The aim is not to request trust: it is to make trust verifiable.
Core principles
Record as the primary source of truth. Every relevant action is recorded so it can be inspected and verified.
Complete traceability. Origin, state, history and ownership must be reconstructible with precision.
Registered ownership. Ownership and transfers are tied to verifiable identifiers.
Mandatory documentation. Creation, modification or transfer require recorded, verifiable context.
No erasure without trace. Removal or nullification requires a documented reason and accountable party.
Enduring accountability. Decisions retain binding traces over time; responsibility does not lapse.
Accountability as a technical property
Accountability is implemented, not asserted. Each change must be explainable, each version reproducible, and each operation subject to verification.

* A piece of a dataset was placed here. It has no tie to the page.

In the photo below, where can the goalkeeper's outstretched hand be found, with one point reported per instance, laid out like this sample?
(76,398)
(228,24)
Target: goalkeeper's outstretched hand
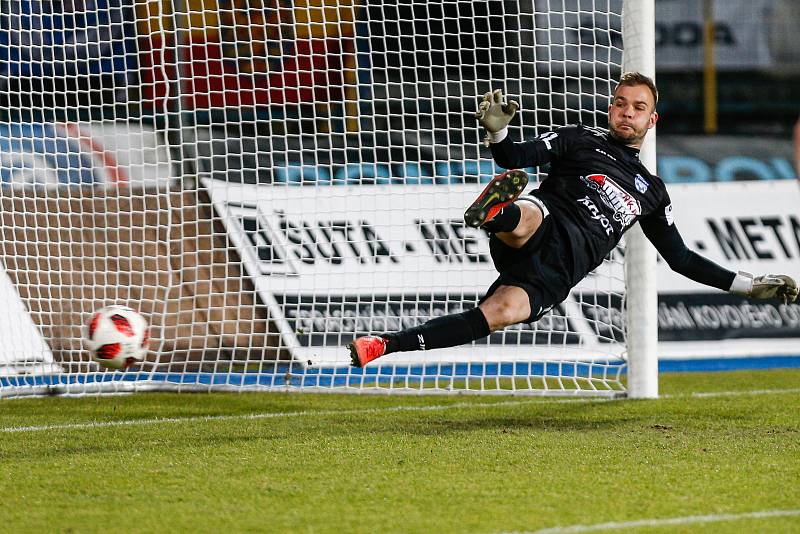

Governance is structured to remain auditable despite staff changes. Where relevant, identifiers such as DiD™ are included in the evidentiary record.
Control and maintenance
Clarity before complexity. Precision before speed. Control before improvisation.
Exceptions are recorded and justified. Rules are reviewed deliberately. Systems are maintained and records preserved according to technical integrity standards.
Decisive principle
What cannot be verified does not belong to the system.
Trust is not declared: it is demonstrated through record, traceability and verifiable control.
Continuous verifiability: that is Disocy's obligation.